4. Determine that the Charcoal is Burning Well
You can converse or do other things as you wait for the charcoal to light. However, you have to make sure that you maintain a good view of your grill so you can assess the burning of the charcoal. You can see the burning progress through chimney vents designed on the body of the coal burner.
A steady flickering of flames on top of the charcoal pile in the chimney is your signal that the charcoal is ready. The glow should also be visible through the vents. Now, your charcoal is ready for transfer to the grill.
Depending on the chimney that you are using, the vents might be present or not. I find that the products like the Outdoor Gourmet have no vents along the chimney walls, so I just check the flames above.
The Kingsford® Professional Chimney Charcoal Starter and other versions like the Rapidfire® Chimney Starters have these vents making it easier to spot progress as the burning coal.
The chimney handles are fitted so that they protect your skin from accidental burns. Advanced chimney models use thermoplastic handles while other models have wood handles. However, I recommend that you also use kitchen mitts or other insulator available to you.
5. Pour out Coals from the Chimney Starter
Pour out the charcoal into a pile to ensure it continues to burn intensely and then safely put away the chimney starter. Traditional methods where you use newspapers or a lighting gel also require mounting coals upon each other.
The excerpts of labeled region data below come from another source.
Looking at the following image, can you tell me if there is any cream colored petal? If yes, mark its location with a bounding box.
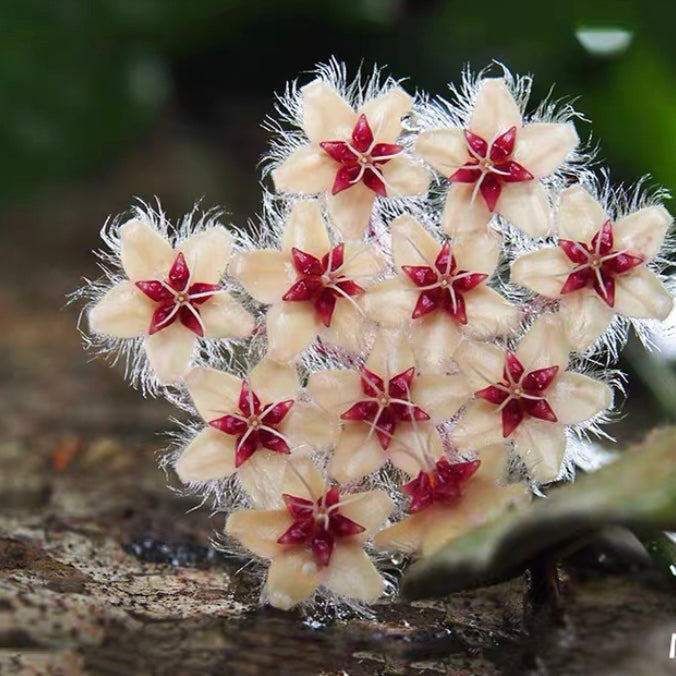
[512,418,566,483]
[455,340,505,391]
[249,359,301,404]
[411,374,472,423]
[390,214,441,268]
[265,545,321,610]
[458,475,530,528]
[237,448,295,510]
[472,443,509,483]
[272,143,339,195]
[176,427,237,483]
[511,246,575,298]
[185,367,242,422]
[613,206,674,260]
[225,509,293,559]
[339,491,394,539]
[387,422,443,477]
[359,87,413,143]
[362,276,410,329]
[465,284,521,338]
[381,155,431,197]
[615,266,674,320]
[120,218,176,282]
[88,281,155,338]
[516,314,570,373]
[199,291,255,338]
[318,297,364,352]
[266,301,317,362]
[496,181,553,237]
[282,200,331,259]
[441,183,492,237]
[327,182,376,239]
[177,225,232,284]
[452,230,502,275]
[420,508,474,556]
[453,400,503,451]
[230,249,297,304]
[470,78,521,143]
[547,371,613,425]
[557,185,608,242]
[322,540,385,603]
[307,371,364,418]
[143,322,195,385]
[329,422,388,483]
[409,310,462,373]
[365,329,415,380]
[278,401,340,453]
[281,456,327,502]
[559,288,615,352]
[513,122,580,178]
[373,507,435,554]
[415,129,469,177]
[340,243,387,278]
[301,79,357,143]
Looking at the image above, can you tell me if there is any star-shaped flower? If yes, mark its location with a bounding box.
[308,331,470,482]
[375,444,530,556]
[176,359,337,495]
[416,78,578,237]
[225,458,393,610]
[89,219,254,384]
[364,215,520,371]
[453,315,612,482]
[512,185,673,351]
[272,79,429,239]
[230,200,385,362]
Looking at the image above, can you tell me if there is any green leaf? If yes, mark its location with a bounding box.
[402,427,676,599]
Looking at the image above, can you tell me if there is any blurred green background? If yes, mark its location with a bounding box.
[0,0,676,440]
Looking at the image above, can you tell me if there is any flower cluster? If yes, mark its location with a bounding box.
[76,63,673,609]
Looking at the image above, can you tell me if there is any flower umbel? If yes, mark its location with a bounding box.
[78,61,676,609]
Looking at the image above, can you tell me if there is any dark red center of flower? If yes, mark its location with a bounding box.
[401,458,481,514]
[340,367,430,449]
[475,352,559,438]
[319,115,403,196]
[277,488,366,566]
[282,243,364,326]
[402,242,488,324]
[559,220,644,307]
[136,253,221,336]
[209,380,293,467]
[448,127,534,211]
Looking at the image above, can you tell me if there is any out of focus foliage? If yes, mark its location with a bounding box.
[0,0,676,209]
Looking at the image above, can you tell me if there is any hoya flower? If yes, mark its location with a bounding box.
[416,78,578,237]
[512,185,674,351]
[175,359,337,494]
[453,315,612,482]
[272,78,429,239]
[225,458,392,610]
[364,215,519,370]
[374,444,530,556]
[230,200,385,362]
[307,331,469,483]
[89,218,254,384]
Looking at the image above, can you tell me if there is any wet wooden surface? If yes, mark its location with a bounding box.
[0,158,676,676]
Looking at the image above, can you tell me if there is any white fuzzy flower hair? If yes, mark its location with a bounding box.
[76,60,675,609]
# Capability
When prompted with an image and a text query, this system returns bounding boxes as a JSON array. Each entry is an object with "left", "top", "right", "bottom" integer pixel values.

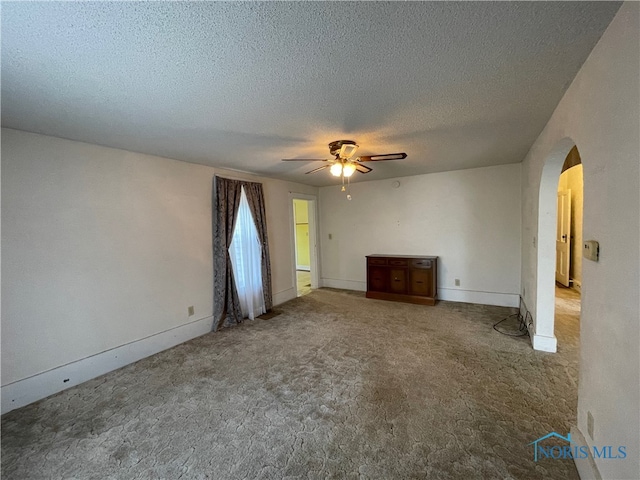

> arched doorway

[{"left": 532, "top": 138, "right": 575, "bottom": 352}]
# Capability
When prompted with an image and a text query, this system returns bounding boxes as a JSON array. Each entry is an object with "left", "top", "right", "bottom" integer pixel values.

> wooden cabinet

[{"left": 367, "top": 254, "right": 438, "bottom": 305}]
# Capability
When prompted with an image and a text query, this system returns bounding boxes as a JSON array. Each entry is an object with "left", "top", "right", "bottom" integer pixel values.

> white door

[{"left": 556, "top": 190, "right": 571, "bottom": 287}]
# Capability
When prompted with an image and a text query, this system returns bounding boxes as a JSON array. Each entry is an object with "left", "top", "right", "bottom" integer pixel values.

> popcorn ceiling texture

[
  {"left": 2, "top": 289, "right": 579, "bottom": 480},
  {"left": 2, "top": 2, "right": 620, "bottom": 185}
]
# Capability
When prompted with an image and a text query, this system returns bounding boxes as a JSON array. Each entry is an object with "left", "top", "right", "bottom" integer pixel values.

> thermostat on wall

[{"left": 582, "top": 240, "right": 600, "bottom": 262}]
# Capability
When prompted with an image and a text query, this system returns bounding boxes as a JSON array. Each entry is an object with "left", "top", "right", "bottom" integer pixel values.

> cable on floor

[{"left": 493, "top": 312, "right": 529, "bottom": 337}]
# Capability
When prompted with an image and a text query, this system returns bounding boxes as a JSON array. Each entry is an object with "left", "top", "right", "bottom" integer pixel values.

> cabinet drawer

[
  {"left": 411, "top": 258, "right": 433, "bottom": 268},
  {"left": 367, "top": 258, "right": 387, "bottom": 265},
  {"left": 389, "top": 258, "right": 409, "bottom": 267}
]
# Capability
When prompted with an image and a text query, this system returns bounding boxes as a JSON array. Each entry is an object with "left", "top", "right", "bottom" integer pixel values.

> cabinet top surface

[{"left": 367, "top": 253, "right": 438, "bottom": 259}]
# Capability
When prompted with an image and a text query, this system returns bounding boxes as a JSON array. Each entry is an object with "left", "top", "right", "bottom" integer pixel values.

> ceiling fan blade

[
  {"left": 354, "top": 163, "right": 371, "bottom": 173},
  {"left": 282, "top": 158, "right": 328, "bottom": 162},
  {"left": 358, "top": 152, "right": 407, "bottom": 162},
  {"left": 305, "top": 165, "right": 331, "bottom": 175},
  {"left": 339, "top": 143, "right": 358, "bottom": 158}
]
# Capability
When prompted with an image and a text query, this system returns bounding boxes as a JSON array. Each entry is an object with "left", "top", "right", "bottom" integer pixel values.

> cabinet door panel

[
  {"left": 367, "top": 265, "right": 389, "bottom": 292},
  {"left": 409, "top": 268, "right": 433, "bottom": 297},
  {"left": 389, "top": 268, "right": 407, "bottom": 293}
]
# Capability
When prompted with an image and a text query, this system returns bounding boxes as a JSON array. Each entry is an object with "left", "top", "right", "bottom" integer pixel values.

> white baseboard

[
  {"left": 321, "top": 278, "right": 367, "bottom": 292},
  {"left": 273, "top": 287, "right": 298, "bottom": 306},
  {"left": 0, "top": 316, "right": 213, "bottom": 414},
  {"left": 438, "top": 288, "right": 520, "bottom": 308},
  {"left": 571, "top": 426, "right": 602, "bottom": 480}
]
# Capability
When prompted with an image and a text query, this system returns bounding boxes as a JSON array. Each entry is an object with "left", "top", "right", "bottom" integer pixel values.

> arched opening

[
  {"left": 532, "top": 138, "right": 582, "bottom": 352},
  {"left": 554, "top": 150, "right": 584, "bottom": 356}
]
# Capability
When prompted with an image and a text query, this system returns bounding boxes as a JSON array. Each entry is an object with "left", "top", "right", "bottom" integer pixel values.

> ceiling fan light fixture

[
  {"left": 329, "top": 162, "right": 342, "bottom": 177},
  {"left": 342, "top": 162, "right": 356, "bottom": 177}
]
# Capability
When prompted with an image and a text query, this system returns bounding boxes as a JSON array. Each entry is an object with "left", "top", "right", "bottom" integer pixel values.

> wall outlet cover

[{"left": 582, "top": 240, "right": 600, "bottom": 262}]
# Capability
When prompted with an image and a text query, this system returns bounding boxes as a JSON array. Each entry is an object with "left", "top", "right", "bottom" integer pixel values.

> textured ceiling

[{"left": 2, "top": 2, "right": 620, "bottom": 185}]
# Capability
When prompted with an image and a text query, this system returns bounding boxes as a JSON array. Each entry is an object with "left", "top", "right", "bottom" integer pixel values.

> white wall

[
  {"left": 2, "top": 129, "right": 317, "bottom": 410},
  {"left": 320, "top": 164, "right": 520, "bottom": 306},
  {"left": 522, "top": 2, "right": 640, "bottom": 479}
]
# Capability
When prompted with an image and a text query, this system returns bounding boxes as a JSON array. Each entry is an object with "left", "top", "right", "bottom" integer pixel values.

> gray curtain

[{"left": 212, "top": 176, "right": 273, "bottom": 330}]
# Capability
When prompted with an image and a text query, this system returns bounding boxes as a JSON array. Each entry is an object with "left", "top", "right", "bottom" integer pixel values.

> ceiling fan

[{"left": 282, "top": 140, "right": 407, "bottom": 179}]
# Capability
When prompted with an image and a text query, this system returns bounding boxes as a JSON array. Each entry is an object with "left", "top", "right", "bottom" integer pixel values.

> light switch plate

[{"left": 582, "top": 240, "right": 600, "bottom": 262}]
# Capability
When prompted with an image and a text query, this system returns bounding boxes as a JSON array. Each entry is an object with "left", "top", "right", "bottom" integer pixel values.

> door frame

[
  {"left": 289, "top": 192, "right": 320, "bottom": 290},
  {"left": 556, "top": 188, "right": 571, "bottom": 288},
  {"left": 529, "top": 137, "right": 575, "bottom": 353}
]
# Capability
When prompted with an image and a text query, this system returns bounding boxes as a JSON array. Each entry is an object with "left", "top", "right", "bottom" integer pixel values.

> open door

When your coals start turning gray and are ash-covered along the edges, they are said to be burning hot and ready for grilling. You can spread them out in the coal grate and you ready to cook. From here, you can choose ideal positions to spread the coal.
Tightly packed coals produce intense heat perfect for foods like meat while sparsely spread out coals are less intensive and great for foods requiring less cooking like vegetables. Replace the cooking grate and let it heat up before cooking. You can now adjust the bowl dampers or the lid to regulate the grill to cooking temperatures.
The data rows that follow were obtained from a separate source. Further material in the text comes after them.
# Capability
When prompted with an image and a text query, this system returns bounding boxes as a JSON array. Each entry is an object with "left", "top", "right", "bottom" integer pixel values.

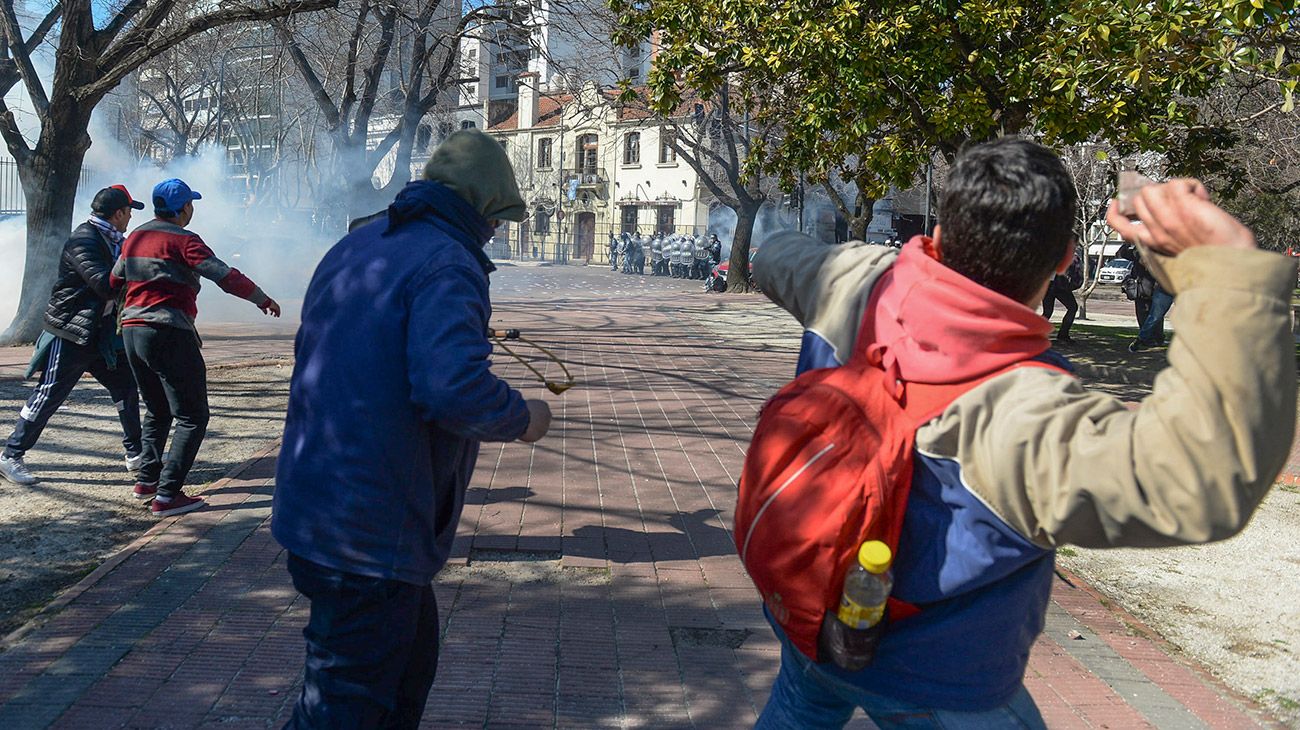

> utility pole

[
  {"left": 555, "top": 122, "right": 568, "bottom": 262},
  {"left": 926, "top": 155, "right": 935, "bottom": 235},
  {"left": 798, "top": 173, "right": 803, "bottom": 233}
]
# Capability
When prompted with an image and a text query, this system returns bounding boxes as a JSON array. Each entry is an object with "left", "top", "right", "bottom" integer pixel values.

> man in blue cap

[{"left": 113, "top": 178, "right": 280, "bottom": 517}]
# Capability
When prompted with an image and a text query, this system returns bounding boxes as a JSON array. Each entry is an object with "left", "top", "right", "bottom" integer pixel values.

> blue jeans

[
  {"left": 285, "top": 553, "right": 438, "bottom": 730},
  {"left": 754, "top": 628, "right": 1047, "bottom": 730},
  {"left": 1138, "top": 287, "right": 1174, "bottom": 344}
]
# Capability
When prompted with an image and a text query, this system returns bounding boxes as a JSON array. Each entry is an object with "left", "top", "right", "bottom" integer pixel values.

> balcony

[{"left": 564, "top": 168, "right": 610, "bottom": 187}]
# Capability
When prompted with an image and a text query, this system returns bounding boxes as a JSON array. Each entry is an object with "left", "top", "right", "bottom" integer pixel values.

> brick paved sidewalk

[{"left": 0, "top": 287, "right": 1270, "bottom": 729}]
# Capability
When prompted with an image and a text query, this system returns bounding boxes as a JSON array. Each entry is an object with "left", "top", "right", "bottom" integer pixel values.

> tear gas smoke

[
  {"left": 0, "top": 112, "right": 342, "bottom": 326},
  {"left": 709, "top": 192, "right": 837, "bottom": 261}
]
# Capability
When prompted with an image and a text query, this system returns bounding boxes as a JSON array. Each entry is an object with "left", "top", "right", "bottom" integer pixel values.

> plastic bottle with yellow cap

[
  {"left": 818, "top": 540, "right": 893, "bottom": 672},
  {"left": 836, "top": 540, "right": 893, "bottom": 629}
]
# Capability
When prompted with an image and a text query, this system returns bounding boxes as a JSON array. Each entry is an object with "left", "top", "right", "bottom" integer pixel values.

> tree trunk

[
  {"left": 849, "top": 216, "right": 871, "bottom": 240},
  {"left": 0, "top": 146, "right": 86, "bottom": 344},
  {"left": 727, "top": 201, "right": 761, "bottom": 294}
]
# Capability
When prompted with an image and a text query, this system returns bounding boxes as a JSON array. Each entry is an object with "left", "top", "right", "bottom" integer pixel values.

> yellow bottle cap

[{"left": 858, "top": 540, "right": 893, "bottom": 574}]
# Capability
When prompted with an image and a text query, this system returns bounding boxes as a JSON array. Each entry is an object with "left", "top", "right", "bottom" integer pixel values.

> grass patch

[{"left": 1070, "top": 320, "right": 1138, "bottom": 344}]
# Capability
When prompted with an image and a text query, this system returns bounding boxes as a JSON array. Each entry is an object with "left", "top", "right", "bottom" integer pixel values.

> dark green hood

[{"left": 424, "top": 130, "right": 528, "bottom": 221}]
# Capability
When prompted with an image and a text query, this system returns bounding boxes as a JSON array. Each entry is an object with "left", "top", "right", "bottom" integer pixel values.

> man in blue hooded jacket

[{"left": 272, "top": 130, "right": 550, "bottom": 729}]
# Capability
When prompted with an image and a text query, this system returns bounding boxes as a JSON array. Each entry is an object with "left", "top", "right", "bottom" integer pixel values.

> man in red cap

[{"left": 0, "top": 184, "right": 144, "bottom": 486}]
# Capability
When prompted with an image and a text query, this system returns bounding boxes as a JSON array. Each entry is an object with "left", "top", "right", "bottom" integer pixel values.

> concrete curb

[
  {"left": 0, "top": 439, "right": 280, "bottom": 653},
  {"left": 1056, "top": 565, "right": 1284, "bottom": 727}
]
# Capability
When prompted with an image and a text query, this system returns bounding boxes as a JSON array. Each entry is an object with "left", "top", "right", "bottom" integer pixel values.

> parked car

[{"left": 1097, "top": 258, "right": 1134, "bottom": 284}]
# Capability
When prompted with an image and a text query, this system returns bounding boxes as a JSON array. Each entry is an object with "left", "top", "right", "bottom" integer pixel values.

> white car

[{"left": 1097, "top": 258, "right": 1134, "bottom": 284}]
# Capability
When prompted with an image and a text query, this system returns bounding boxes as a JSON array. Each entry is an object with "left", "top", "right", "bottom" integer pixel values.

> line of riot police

[{"left": 608, "top": 233, "right": 723, "bottom": 281}]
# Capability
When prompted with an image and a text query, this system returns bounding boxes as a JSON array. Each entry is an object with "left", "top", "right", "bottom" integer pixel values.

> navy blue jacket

[{"left": 272, "top": 181, "right": 528, "bottom": 585}]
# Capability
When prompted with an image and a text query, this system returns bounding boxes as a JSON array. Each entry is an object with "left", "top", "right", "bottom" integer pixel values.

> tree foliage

[{"left": 611, "top": 0, "right": 1300, "bottom": 194}]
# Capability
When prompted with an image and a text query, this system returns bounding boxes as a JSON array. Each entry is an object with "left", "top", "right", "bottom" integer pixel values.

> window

[
  {"left": 655, "top": 205, "right": 673, "bottom": 234},
  {"left": 537, "top": 136, "right": 551, "bottom": 170},
  {"left": 577, "top": 134, "right": 599, "bottom": 174},
  {"left": 659, "top": 130, "right": 677, "bottom": 165},
  {"left": 623, "top": 131, "right": 641, "bottom": 165}
]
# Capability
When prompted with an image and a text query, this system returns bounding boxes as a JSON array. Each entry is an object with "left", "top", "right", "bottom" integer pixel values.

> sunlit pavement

[{"left": 0, "top": 266, "right": 1269, "bottom": 729}]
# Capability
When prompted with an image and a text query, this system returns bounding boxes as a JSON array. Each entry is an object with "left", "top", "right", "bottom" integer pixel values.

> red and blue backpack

[{"left": 735, "top": 301, "right": 1060, "bottom": 661}]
Check out T-Roy Cooks’ video on using a charcoal chimney below.
Using a Chimney Starter for Starting your Charcoal Grill
There you have it, the best way to light a charcoal grill fast and without affecting the food flavors in your menu. You now know how to use a chimney starter to burn up coal before using them on a grill.
Take note of the safety measures that I have noted for an event-free cookout. Despite the specialized chimney handles, make sure to use additional insulators, kitchen mitts work fine. Also, remember to put the chimney out of busy pathways to avoid getting nasty burns in case you or a guest run into it.
Don’t ruin that perfect steak flavor with chemicals; get yourself that chimney starter. Using used newspapers or lighter cubes is economical and also keeps you grilling flavor chemical free. Start you grill the right way and have that perfect cookout.